With real incomes virtually stagnating, 2016 saw the Hong Kong government enact further cooling measures which were in line with the prevailing downward price pressures brought on by weak demand and a growth in housing stock. The introduction of the
Ad Valorem Stamp Duty in early November lead to an abrupt drop in demand with home sales in 35 housing estates plunging by 36.5 per cent. Looking to 2017, though Credit Suisse forecasts a 22 per cent price correction by 2018, CLSA predicts this measure will only have a temporary effect since first-time buyers are exempt and luxury properties in Hong Kong remain a comparatively safe asset class to investments in more volatile markets overseas. Ultimately Hong Kong’s property market in 2017 will be heavily influenced by a confluence of interest rate changes, government policy, housing supply and the city's overall economic health.
Interest Rates
Citing the International Monetary Fund, in referring to the recent rise of US interest rates by 25 basis points, Hong Kong’s overstretched property valuations could
lead to market vulnerabilities if rates were to increase further. Already the Fed’s decision has led to a HIBOR rate surge of 45 basis points in December.

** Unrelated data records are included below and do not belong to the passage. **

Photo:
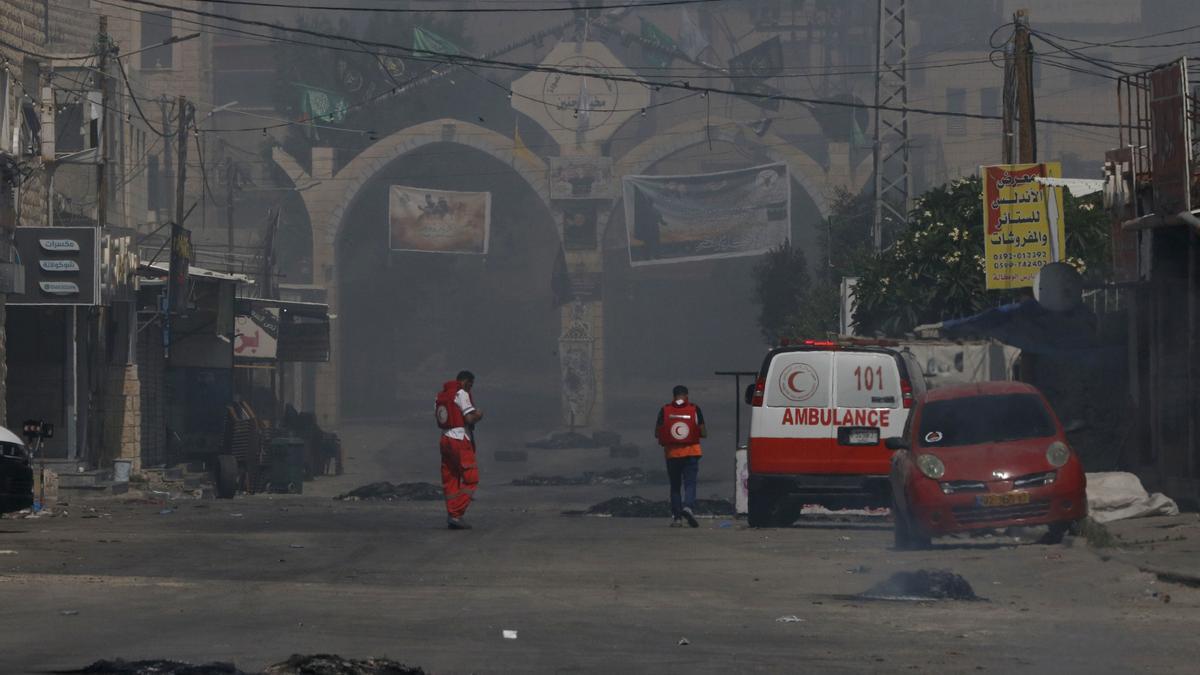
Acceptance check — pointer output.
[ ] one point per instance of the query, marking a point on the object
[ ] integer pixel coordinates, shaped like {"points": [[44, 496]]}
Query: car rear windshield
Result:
{"points": [[984, 419]]}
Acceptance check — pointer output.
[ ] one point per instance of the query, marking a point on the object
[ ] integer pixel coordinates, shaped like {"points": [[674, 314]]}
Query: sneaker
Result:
{"points": [[691, 518]]}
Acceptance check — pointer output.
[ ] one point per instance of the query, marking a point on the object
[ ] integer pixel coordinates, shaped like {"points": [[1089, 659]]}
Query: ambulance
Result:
{"points": [[821, 411]]}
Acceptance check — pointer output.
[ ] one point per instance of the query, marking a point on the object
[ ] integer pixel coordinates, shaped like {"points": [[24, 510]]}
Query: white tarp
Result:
{"points": [[1117, 495]]}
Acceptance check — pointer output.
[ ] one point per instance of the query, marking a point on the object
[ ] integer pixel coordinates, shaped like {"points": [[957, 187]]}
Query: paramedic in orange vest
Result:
{"points": [[679, 428], [457, 416]]}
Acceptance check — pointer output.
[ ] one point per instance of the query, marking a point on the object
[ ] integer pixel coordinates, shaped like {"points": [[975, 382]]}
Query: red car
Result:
{"points": [[981, 457]]}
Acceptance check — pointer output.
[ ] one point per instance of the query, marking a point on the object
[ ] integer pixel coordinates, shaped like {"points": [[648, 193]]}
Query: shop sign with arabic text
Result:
{"points": [[1023, 222]]}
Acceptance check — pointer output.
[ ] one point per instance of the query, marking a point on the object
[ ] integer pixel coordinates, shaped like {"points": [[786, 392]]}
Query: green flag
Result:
{"points": [[429, 41], [663, 47], [321, 106]]}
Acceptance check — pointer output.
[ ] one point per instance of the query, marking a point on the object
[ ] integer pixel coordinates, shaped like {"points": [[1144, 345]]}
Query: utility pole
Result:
{"points": [[1023, 55], [231, 181], [893, 181], [102, 137]]}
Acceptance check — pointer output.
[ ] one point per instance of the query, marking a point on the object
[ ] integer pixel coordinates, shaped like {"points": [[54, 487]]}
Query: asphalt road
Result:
{"points": [[255, 579]]}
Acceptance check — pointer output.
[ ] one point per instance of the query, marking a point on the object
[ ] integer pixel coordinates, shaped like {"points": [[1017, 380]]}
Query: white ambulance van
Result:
{"points": [[821, 411]]}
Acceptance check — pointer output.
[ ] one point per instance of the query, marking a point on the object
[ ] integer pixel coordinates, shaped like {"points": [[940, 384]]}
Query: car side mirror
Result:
{"points": [[1074, 425]]}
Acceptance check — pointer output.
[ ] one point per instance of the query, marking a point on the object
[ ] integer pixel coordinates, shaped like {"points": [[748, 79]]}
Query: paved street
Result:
{"points": [[258, 578]]}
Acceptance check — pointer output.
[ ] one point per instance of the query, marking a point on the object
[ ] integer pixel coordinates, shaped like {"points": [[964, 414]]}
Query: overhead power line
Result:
{"points": [[462, 59], [559, 7]]}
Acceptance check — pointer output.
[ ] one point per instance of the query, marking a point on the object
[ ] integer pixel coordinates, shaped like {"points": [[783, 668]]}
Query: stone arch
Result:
{"points": [[330, 193], [804, 168]]}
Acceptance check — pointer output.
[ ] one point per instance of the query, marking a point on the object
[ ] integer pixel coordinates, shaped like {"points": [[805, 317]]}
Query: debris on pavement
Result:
{"points": [[631, 476], [563, 441], [1117, 495], [334, 664], [156, 667], [388, 491], [922, 585], [641, 507]]}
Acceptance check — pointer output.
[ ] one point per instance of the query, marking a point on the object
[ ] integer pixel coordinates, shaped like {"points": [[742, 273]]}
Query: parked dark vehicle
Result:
{"points": [[981, 457], [16, 473]]}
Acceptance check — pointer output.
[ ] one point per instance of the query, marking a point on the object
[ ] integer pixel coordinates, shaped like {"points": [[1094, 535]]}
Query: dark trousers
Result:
{"points": [[683, 472]]}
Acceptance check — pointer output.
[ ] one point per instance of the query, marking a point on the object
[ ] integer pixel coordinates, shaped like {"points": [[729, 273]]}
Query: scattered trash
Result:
{"points": [[922, 585], [631, 476], [624, 451], [641, 507], [562, 441], [334, 664], [388, 491], [121, 667]]}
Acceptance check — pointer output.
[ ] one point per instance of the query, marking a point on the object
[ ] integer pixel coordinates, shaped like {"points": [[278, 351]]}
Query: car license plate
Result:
{"points": [[1008, 499], [864, 437]]}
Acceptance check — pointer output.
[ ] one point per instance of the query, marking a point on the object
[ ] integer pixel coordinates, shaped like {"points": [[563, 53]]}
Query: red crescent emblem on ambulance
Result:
{"points": [[799, 382]]}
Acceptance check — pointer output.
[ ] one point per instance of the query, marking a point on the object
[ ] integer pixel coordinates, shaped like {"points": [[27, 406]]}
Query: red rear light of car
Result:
{"points": [[760, 389]]}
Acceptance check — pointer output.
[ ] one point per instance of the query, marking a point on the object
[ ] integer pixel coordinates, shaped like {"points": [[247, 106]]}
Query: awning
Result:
{"points": [[303, 327]]}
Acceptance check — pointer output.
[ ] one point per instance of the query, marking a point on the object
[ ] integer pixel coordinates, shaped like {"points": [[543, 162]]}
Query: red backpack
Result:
{"points": [[681, 425], [447, 411]]}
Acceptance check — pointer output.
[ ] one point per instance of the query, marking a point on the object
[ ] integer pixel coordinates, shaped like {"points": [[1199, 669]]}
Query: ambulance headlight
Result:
{"points": [[1057, 454], [930, 466]]}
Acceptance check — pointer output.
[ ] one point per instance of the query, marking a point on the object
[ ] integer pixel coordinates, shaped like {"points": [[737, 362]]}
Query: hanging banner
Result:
{"points": [[438, 221], [718, 215], [1024, 225], [257, 334]]}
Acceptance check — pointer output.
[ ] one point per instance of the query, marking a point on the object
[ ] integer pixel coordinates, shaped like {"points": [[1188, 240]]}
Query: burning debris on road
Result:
{"points": [[922, 585], [631, 476], [641, 507], [385, 491]]}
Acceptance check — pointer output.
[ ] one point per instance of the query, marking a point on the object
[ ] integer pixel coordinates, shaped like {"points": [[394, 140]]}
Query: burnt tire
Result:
{"points": [[761, 507], [227, 477], [1056, 533]]}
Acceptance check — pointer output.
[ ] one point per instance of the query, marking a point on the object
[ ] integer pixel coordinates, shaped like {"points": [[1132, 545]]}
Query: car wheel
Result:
{"points": [[761, 508], [1056, 533]]}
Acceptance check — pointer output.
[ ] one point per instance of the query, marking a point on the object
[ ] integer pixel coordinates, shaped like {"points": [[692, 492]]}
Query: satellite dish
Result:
{"points": [[1059, 287]]}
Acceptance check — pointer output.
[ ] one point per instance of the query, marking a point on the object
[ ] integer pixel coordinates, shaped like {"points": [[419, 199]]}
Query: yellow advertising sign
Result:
{"points": [[1023, 221]]}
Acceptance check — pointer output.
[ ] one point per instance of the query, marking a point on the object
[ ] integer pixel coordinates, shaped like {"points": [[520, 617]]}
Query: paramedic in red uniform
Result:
{"points": [[456, 417], [678, 429]]}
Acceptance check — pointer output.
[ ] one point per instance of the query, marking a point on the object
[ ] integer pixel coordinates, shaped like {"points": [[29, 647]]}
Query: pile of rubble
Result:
{"points": [[641, 507], [385, 491], [299, 664], [631, 476]]}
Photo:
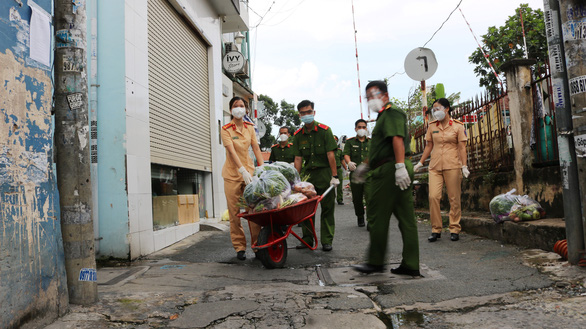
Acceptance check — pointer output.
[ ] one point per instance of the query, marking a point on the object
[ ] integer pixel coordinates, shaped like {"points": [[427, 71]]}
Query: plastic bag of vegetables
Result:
{"points": [[269, 187], [292, 199], [500, 206], [305, 188], [284, 168], [521, 212]]}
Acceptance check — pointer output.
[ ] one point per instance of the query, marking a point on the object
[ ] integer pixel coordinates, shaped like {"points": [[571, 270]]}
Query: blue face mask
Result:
{"points": [[307, 118]]}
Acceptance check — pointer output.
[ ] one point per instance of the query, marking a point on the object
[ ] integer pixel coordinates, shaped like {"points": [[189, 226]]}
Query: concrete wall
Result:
{"points": [[203, 15], [33, 288], [111, 117], [541, 184], [124, 175]]}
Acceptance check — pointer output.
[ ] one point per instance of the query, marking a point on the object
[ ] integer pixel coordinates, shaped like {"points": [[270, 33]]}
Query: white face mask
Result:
{"points": [[238, 112], [439, 114], [375, 104]]}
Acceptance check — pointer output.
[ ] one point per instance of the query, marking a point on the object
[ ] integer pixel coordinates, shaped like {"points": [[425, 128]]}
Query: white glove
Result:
{"points": [[417, 167], [352, 166], [402, 176], [245, 174], [359, 176], [335, 181], [465, 171]]}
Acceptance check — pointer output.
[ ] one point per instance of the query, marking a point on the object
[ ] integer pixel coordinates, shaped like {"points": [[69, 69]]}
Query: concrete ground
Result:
{"points": [[473, 283]]}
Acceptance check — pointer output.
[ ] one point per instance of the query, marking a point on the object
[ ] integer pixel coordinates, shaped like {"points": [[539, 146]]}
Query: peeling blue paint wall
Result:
{"points": [[33, 285]]}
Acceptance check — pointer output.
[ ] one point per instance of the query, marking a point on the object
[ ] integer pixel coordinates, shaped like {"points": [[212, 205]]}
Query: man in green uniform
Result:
{"points": [[355, 153], [391, 192], [314, 144], [282, 151], [341, 165]]}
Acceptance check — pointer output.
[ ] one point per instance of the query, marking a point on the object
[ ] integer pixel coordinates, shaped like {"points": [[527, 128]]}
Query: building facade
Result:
{"points": [[33, 289], [158, 97]]}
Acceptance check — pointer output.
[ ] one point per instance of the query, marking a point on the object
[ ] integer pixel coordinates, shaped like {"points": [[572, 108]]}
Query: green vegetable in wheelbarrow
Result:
{"points": [[268, 185]]}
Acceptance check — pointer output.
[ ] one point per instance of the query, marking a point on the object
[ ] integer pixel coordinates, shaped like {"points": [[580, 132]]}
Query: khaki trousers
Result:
{"points": [[233, 191], [453, 180]]}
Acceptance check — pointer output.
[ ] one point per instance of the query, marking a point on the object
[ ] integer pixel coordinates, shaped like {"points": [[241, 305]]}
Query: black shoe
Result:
{"points": [[368, 268], [434, 236], [405, 271], [300, 246]]}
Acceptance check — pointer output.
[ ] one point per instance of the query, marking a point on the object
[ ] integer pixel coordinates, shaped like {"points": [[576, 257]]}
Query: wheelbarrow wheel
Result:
{"points": [[273, 256]]}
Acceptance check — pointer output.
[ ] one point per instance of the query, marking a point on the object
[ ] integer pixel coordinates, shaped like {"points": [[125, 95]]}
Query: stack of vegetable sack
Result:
{"points": [[275, 186], [509, 206]]}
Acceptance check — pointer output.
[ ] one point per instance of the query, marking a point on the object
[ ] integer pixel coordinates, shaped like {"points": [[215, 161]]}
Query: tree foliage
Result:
{"points": [[283, 115], [505, 43]]}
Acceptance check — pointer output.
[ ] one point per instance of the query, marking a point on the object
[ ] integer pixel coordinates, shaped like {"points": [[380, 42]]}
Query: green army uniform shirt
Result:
{"points": [[339, 157], [357, 150], [391, 121], [313, 145], [279, 153]]}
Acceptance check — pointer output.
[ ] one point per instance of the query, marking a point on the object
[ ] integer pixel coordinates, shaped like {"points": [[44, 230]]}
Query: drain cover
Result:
{"points": [[346, 276]]}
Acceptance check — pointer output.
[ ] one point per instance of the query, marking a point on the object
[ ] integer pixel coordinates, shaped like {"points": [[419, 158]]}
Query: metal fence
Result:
{"points": [[487, 123], [489, 144]]}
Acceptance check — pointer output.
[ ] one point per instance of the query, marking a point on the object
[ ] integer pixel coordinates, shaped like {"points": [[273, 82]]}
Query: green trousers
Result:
{"points": [[320, 178], [359, 195], [387, 199], [339, 195]]}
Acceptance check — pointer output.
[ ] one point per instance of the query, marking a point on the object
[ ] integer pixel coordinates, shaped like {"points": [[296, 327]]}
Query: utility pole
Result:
{"points": [[72, 150], [567, 106]]}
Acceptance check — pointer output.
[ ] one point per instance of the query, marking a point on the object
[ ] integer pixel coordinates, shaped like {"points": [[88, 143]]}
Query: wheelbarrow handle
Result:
{"points": [[328, 191]]}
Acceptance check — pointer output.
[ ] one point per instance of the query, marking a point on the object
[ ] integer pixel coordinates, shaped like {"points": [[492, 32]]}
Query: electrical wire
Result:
{"points": [[286, 18], [443, 23], [483, 53], [263, 16]]}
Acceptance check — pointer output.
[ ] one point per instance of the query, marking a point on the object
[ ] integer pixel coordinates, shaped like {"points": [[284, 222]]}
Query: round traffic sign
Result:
{"points": [[420, 64]]}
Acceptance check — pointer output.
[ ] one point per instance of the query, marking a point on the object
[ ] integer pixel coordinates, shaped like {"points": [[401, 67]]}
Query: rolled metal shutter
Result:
{"points": [[178, 91]]}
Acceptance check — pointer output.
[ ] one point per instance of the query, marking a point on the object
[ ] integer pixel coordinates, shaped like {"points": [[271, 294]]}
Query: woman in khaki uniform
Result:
{"points": [[447, 138], [238, 136]]}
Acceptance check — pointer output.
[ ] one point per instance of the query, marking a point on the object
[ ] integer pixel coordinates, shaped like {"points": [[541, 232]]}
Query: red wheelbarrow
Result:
{"points": [[271, 245]]}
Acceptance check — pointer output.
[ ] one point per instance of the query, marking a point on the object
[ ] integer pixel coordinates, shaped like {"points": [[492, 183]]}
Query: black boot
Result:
{"points": [[368, 268], [434, 236]]}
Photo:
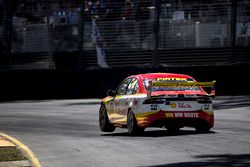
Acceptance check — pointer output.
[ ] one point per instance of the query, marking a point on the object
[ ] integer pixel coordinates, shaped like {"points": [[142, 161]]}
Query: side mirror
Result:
{"points": [[111, 93]]}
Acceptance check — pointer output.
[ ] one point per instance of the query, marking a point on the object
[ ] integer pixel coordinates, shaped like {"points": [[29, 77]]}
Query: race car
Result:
{"points": [[164, 100]]}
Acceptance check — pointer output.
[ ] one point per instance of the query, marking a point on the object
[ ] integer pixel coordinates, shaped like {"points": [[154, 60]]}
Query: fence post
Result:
{"points": [[81, 36], [9, 32], [233, 30], [156, 32], [50, 44]]}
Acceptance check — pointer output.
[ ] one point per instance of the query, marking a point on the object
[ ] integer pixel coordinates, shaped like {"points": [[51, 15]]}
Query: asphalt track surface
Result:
{"points": [[65, 133]]}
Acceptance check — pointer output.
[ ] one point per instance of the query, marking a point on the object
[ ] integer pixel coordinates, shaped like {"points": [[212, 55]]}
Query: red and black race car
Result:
{"points": [[172, 101]]}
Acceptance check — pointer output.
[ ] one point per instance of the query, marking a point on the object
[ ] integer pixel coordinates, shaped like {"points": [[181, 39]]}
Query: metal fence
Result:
{"points": [[37, 33]]}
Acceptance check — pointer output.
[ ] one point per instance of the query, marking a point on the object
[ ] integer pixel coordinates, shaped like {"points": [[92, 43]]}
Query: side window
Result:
{"points": [[133, 87], [123, 87]]}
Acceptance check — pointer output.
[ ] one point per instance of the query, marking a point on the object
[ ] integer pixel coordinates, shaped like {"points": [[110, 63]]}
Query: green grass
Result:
{"points": [[11, 154]]}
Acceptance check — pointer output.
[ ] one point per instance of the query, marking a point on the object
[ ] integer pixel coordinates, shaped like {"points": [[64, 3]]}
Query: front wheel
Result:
{"points": [[104, 123], [133, 128]]}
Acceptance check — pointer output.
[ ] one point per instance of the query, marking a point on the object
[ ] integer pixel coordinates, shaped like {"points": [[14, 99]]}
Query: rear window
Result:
{"points": [[155, 88]]}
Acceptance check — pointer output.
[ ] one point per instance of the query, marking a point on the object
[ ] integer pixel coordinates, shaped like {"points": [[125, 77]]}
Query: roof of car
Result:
{"points": [[162, 75]]}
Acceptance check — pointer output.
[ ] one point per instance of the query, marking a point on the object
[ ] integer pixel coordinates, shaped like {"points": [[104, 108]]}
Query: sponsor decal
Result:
{"points": [[154, 107], [169, 115], [186, 115], [171, 79], [173, 105], [183, 105]]}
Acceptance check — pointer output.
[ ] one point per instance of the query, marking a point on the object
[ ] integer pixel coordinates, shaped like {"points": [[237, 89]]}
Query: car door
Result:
{"points": [[120, 102]]}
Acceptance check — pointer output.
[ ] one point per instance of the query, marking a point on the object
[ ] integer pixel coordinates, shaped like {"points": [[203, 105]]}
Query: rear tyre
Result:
{"points": [[133, 128], [104, 123], [173, 129], [203, 129]]}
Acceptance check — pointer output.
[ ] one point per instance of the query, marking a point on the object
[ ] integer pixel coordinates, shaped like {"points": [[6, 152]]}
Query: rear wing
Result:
{"points": [[181, 84]]}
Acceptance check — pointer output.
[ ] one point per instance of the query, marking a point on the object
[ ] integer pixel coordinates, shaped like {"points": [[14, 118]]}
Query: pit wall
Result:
{"points": [[58, 84]]}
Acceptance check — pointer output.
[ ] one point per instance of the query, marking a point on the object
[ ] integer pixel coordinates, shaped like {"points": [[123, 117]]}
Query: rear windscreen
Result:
{"points": [[155, 88]]}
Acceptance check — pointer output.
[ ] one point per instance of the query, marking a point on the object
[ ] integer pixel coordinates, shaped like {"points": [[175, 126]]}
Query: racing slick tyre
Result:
{"points": [[203, 128], [104, 123], [173, 129], [133, 128]]}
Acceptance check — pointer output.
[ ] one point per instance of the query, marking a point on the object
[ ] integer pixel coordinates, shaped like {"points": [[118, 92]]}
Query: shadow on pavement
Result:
{"points": [[231, 102], [158, 133], [229, 160]]}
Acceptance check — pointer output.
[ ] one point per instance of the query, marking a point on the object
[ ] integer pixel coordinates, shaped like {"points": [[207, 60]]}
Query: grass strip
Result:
{"points": [[11, 154]]}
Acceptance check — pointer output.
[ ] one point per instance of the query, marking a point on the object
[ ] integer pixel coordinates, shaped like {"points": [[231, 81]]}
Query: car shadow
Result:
{"points": [[158, 133], [219, 160]]}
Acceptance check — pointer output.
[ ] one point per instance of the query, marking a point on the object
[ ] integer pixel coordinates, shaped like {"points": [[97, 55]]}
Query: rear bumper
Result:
{"points": [[181, 119]]}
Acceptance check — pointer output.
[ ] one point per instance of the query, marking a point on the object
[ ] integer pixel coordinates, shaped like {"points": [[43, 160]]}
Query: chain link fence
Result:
{"points": [[43, 34]]}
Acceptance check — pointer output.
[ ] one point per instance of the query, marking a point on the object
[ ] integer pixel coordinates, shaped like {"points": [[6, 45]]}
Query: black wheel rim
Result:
{"points": [[130, 122], [102, 117]]}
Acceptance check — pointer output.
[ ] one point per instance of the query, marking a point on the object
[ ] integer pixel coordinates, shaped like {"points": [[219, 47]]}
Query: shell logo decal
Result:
{"points": [[173, 105]]}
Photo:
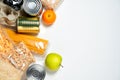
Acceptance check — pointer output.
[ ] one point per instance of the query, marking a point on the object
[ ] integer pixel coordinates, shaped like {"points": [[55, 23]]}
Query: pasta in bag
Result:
{"points": [[35, 44], [14, 59]]}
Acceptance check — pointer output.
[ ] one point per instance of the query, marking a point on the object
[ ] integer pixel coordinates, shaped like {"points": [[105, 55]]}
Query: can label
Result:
{"points": [[28, 25], [33, 7]]}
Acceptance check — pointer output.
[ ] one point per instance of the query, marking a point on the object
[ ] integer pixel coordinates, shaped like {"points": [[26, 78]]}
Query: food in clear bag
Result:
{"points": [[33, 43], [14, 59]]}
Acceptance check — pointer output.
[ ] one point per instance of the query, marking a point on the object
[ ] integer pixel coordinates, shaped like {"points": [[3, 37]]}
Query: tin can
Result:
{"points": [[35, 72], [28, 25], [15, 4], [33, 7]]}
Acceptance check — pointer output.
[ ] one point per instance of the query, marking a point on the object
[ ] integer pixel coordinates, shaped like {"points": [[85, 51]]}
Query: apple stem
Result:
{"points": [[61, 65]]}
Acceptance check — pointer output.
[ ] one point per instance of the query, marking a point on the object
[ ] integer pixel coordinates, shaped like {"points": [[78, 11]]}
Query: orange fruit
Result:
{"points": [[48, 17]]}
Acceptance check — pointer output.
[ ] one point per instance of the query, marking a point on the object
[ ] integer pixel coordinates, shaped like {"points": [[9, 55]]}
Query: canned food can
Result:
{"points": [[35, 72], [33, 7], [28, 25]]}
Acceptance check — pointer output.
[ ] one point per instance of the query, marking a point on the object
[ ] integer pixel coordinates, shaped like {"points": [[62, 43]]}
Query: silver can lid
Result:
{"points": [[36, 72]]}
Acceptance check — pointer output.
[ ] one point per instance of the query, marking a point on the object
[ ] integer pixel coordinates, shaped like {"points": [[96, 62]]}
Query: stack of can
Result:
{"points": [[33, 8], [30, 24]]}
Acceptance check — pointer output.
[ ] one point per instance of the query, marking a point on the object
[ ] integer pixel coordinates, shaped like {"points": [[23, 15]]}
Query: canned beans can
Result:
{"points": [[33, 7], [28, 25]]}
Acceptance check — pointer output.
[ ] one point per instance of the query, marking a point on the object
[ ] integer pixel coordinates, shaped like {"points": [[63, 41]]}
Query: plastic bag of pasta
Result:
{"points": [[14, 59]]}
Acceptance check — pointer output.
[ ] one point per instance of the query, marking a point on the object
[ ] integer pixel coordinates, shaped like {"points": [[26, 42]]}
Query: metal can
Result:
{"points": [[28, 25], [15, 4], [35, 72], [33, 7]]}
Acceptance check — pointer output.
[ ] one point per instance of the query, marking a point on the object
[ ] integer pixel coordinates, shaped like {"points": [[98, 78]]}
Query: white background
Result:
{"points": [[87, 35]]}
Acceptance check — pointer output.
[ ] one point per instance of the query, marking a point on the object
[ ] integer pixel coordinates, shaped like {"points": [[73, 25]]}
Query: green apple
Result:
{"points": [[53, 61]]}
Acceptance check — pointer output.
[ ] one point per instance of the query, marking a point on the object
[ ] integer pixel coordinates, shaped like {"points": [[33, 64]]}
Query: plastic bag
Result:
{"points": [[33, 43], [17, 55]]}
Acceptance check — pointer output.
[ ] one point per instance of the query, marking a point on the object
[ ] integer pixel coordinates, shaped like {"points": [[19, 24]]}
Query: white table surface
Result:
{"points": [[87, 35]]}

Though banks may yet keep HIBOR-linked mortgages at artificially low rates to incentivize home ownership, existing home owners will be under increasing pressure as their monthly mortgage contributions increase.
The growing costs of borrowing brought on by the interest rate hikes is predicted to negatively impact housing demand in Hong Kong and exert a downward pressure on price. Citi Bank expects a 15 per cent fall in home prices in 2017 whereas Centaline Property Agency entertains the possibility of an 80 per cent fall in transactions in January compared to November figures.
Government Policy
The higher levy associated with the Hong Kong Government’s Stamp Duty is intended to cool the overheated housing market. Taken in tandem with the regulatory environment in Mainland China and the tighter restriction on capital outflows for its citizens, mainland driven demand is also expected to lapse. The share of mainland buyers in luxury property has already declined in due part because of the yuan’s depreciation relative to the greenback. Now subject to a 30% stamp duty as well,
associated demand could yet fall further.
Housing Supply
As a key driver within the Hong Kong property market, curbs on spending for mainland consumers also extends to Chinese developers. Highly leveraged and now faced with a higher bond selling threshold on the Shanghai Stock Exchange, according to Bloomberg, with USD 17.3 billion of developer bonds due in 2017, mainland property firms will struggle to finance their debts. This contravenes the record-breaking land purchases last year by mainland developers such as the recent HKD5.4 billion sale tender by the PRC-backed HNA Group in Kai Tak. That being said, capital restrictions have a disproportionate effect on smaller firms.
The influx of mainland developers will account for up to 8 per cent of housing supply released between 2016 and 2019. Despite ebbs and flows (for which Hong Kong property is famous for), consensus points towards a positive long-term outlook for Hong Kong property prices given supply/demand imbalances in a relatively unlevered financing environment.